A factor contributing to the emergence of open-air drug markets was the low priority given to street-level drug enforcement. Until the mid-1980s, traditional narcotics enforcement in the United States concentrated resources on wholesale drug activity. This was partly due to the Knapp Commission Report (1972), which lambasted the New York City Police Department for widespread corruption related to local drug enforcement. The consequence of this report was that street-level enforcement across the country was effectively halted; neighborhood patrol officers were replaced by reactive units whose mission was to respond to, rather than prevent crime† and open-air markets began to thrive.25
† Zimmer (1990) noted: “Removed from daily contact with specific neighborhoods, patrol officers thus lost both the opportunity and motivation to enforce standards of conduct critical to order maintenance.”
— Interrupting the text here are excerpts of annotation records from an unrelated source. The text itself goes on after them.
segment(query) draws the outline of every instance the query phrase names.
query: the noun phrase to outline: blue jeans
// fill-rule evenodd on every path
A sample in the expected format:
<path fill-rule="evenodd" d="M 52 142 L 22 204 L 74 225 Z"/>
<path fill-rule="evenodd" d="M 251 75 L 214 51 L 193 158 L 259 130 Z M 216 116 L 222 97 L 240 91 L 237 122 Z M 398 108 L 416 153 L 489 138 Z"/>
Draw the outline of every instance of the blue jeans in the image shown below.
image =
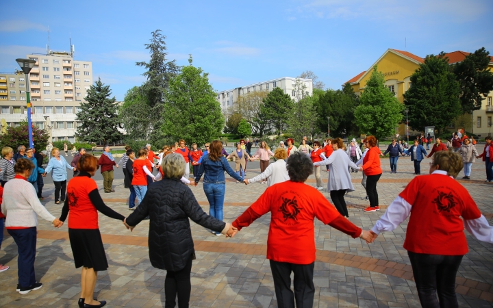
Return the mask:
<path fill-rule="evenodd" d="M 472 163 L 464 163 L 464 175 L 469 177 L 470 175 L 470 170 L 472 167 Z"/>
<path fill-rule="evenodd" d="M 244 179 L 244 171 L 242 166 L 240 166 L 240 171 L 236 171 L 236 174 L 242 177 L 242 179 Z"/>
<path fill-rule="evenodd" d="M 137 196 L 135 188 L 131 185 L 129 188 L 130 188 L 130 196 L 129 197 L 129 209 L 135 207 L 135 198 Z"/>
<path fill-rule="evenodd" d="M 493 181 L 493 162 L 490 162 L 490 157 L 485 158 L 486 164 L 486 179 L 488 181 Z"/>
<path fill-rule="evenodd" d="M 21 287 L 36 283 L 34 261 L 36 260 L 36 227 L 7 229 L 17 244 L 17 276 Z"/>
<path fill-rule="evenodd" d="M 142 199 L 145 196 L 146 192 L 147 192 L 147 185 L 134 185 L 134 190 L 135 190 L 136 195 L 137 196 L 137 200 L 139 201 L 139 204 L 142 203 Z"/>
<path fill-rule="evenodd" d="M 204 183 L 204 192 L 209 201 L 209 215 L 223 221 L 223 206 L 226 184 Z M 217 234 L 219 232 L 214 232 Z"/>
<path fill-rule="evenodd" d="M 399 156 L 396 156 L 395 157 L 390 157 L 389 159 L 390 159 L 390 170 L 397 172 L 397 159 L 399 159 Z"/>

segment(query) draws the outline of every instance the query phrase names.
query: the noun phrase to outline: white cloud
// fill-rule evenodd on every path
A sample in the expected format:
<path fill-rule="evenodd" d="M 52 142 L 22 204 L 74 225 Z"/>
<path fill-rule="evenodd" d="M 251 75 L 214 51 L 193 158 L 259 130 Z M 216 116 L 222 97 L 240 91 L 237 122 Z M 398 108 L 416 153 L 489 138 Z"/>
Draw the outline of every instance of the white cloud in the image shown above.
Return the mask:
<path fill-rule="evenodd" d="M 22 19 L 0 21 L 0 32 L 22 32 L 30 29 L 47 31 L 48 27 Z"/>

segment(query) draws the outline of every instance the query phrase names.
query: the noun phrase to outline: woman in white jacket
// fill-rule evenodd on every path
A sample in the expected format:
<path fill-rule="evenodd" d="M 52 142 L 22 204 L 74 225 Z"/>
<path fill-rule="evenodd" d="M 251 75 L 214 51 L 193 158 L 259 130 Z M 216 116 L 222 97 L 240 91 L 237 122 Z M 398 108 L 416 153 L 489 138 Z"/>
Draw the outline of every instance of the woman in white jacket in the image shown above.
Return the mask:
<path fill-rule="evenodd" d="M 45 208 L 38 198 L 34 186 L 27 181 L 34 168 L 34 164 L 31 160 L 17 159 L 14 166 L 16 175 L 5 184 L 1 205 L 1 212 L 7 216 L 5 228 L 17 244 L 17 291 L 21 294 L 42 287 L 42 283 L 36 282 L 34 275 L 36 214 L 51 222 L 57 228 L 63 224 Z"/>

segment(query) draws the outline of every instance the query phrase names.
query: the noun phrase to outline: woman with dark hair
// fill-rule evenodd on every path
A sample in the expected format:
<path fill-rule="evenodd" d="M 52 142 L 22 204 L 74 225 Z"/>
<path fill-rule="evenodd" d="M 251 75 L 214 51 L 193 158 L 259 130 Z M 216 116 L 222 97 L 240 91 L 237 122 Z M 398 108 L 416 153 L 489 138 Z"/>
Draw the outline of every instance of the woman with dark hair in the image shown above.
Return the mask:
<path fill-rule="evenodd" d="M 90 154 L 81 157 L 77 166 L 80 173 L 68 181 L 67 198 L 60 218 L 64 222 L 70 211 L 68 238 L 75 268 L 82 267 L 79 307 L 85 308 L 106 305 L 105 301 L 97 301 L 92 298 L 98 272 L 108 268 L 98 225 L 98 211 L 111 218 L 122 222 L 125 220 L 123 215 L 103 202 L 97 184 L 91 179 L 98 168 L 97 158 Z"/>
<path fill-rule="evenodd" d="M 57 228 L 62 224 L 41 204 L 34 188 L 27 181 L 34 168 L 34 164 L 31 160 L 25 158 L 17 159 L 14 166 L 14 179 L 5 183 L 1 204 L 2 214 L 7 217 L 5 228 L 17 245 L 17 291 L 21 294 L 42 287 L 42 283 L 36 282 L 34 273 L 38 226 L 36 214 L 51 222 Z"/>
<path fill-rule="evenodd" d="M 370 200 L 370 206 L 364 211 L 379 211 L 378 205 L 378 192 L 377 191 L 377 182 L 381 177 L 382 170 L 380 167 L 380 149 L 377 146 L 377 138 L 369 136 L 364 140 L 364 143 L 368 149 L 366 155 L 363 159 L 363 166 L 359 170 L 366 175 L 366 194 Z"/>
<path fill-rule="evenodd" d="M 229 166 L 229 164 L 222 153 L 223 142 L 214 140 L 209 148 L 209 153 L 204 155 L 194 182 L 190 185 L 196 185 L 204 175 L 203 189 L 209 201 L 209 214 L 219 220 L 223 220 L 223 206 L 226 192 L 226 180 L 224 172 L 230 177 L 243 183 L 243 179 L 236 174 Z M 212 230 L 212 234 L 220 236 L 220 233 Z"/>
<path fill-rule="evenodd" d="M 342 149 L 344 142 L 341 138 L 332 140 L 333 152 L 329 158 L 314 163 L 314 166 L 329 165 L 327 191 L 330 192 L 331 199 L 338 211 L 349 218 L 346 201 L 344 198 L 347 192 L 353 192 L 354 186 L 349 174 L 349 167 L 357 168 Z"/>
<path fill-rule="evenodd" d="M 413 179 L 371 230 L 375 240 L 409 216 L 404 248 L 423 307 L 459 307 L 455 277 L 468 253 L 464 228 L 477 239 L 493 243 L 493 227 L 468 190 L 455 179 L 462 165 L 461 157 L 452 149 L 435 153 L 429 175 Z"/>
<path fill-rule="evenodd" d="M 345 153 L 344 155 L 349 159 Z M 305 184 L 313 173 L 313 162 L 300 152 L 288 158 L 290 180 L 268 188 L 259 198 L 232 223 L 240 230 L 270 212 L 267 259 L 269 259 L 277 305 L 279 307 L 313 307 L 315 287 L 313 273 L 315 261 L 316 217 L 325 224 L 368 241 L 371 235 L 342 217 L 323 195 Z M 346 170 L 347 172 L 347 170 Z M 294 272 L 294 294 L 291 290 Z"/>
<path fill-rule="evenodd" d="M 203 161 L 206 165 L 208 160 Z M 125 222 L 133 229 L 149 217 L 149 259 L 153 267 L 166 270 L 164 307 L 175 307 L 177 296 L 178 307 L 188 307 L 192 261 L 195 259 L 189 218 L 227 237 L 234 235 L 236 229 L 204 213 L 190 188 L 180 183 L 186 168 L 182 155 L 171 153 L 162 162 L 162 180 L 149 185 L 149 194 Z"/>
The emergence of crack cocaine in the early 1980s fuelled already buoyant drug markets and forced the police to reexamine street-level enforcement. Police authorities responded to the idea that enforcement tactics had been targeted at the wrong level of distribution and aimed to disrupt street-level markets, making them unpredictable for both buyer and seller. A principle of this method was “inconvenience policing,” which aimed to increase the drug search time or to otherwise place obstacles in the way of the buying process. The idea was that although such measures would probably not deter serious and addicted users, casual and novice users would be discouraged from buying and therefore the market would be constricted.26 Enforcement strategies aimed at this level included: high visibility policing, test purchase operations and reverse stings, the efficacy of which are discussed in the responses section. In addition, it became clear that police enforcement alone was ineffective at reducing drug-related activity and latterly there has been an increased focus on multi-agency cooperation to implement innovative approaches such as civil enforcement procedures.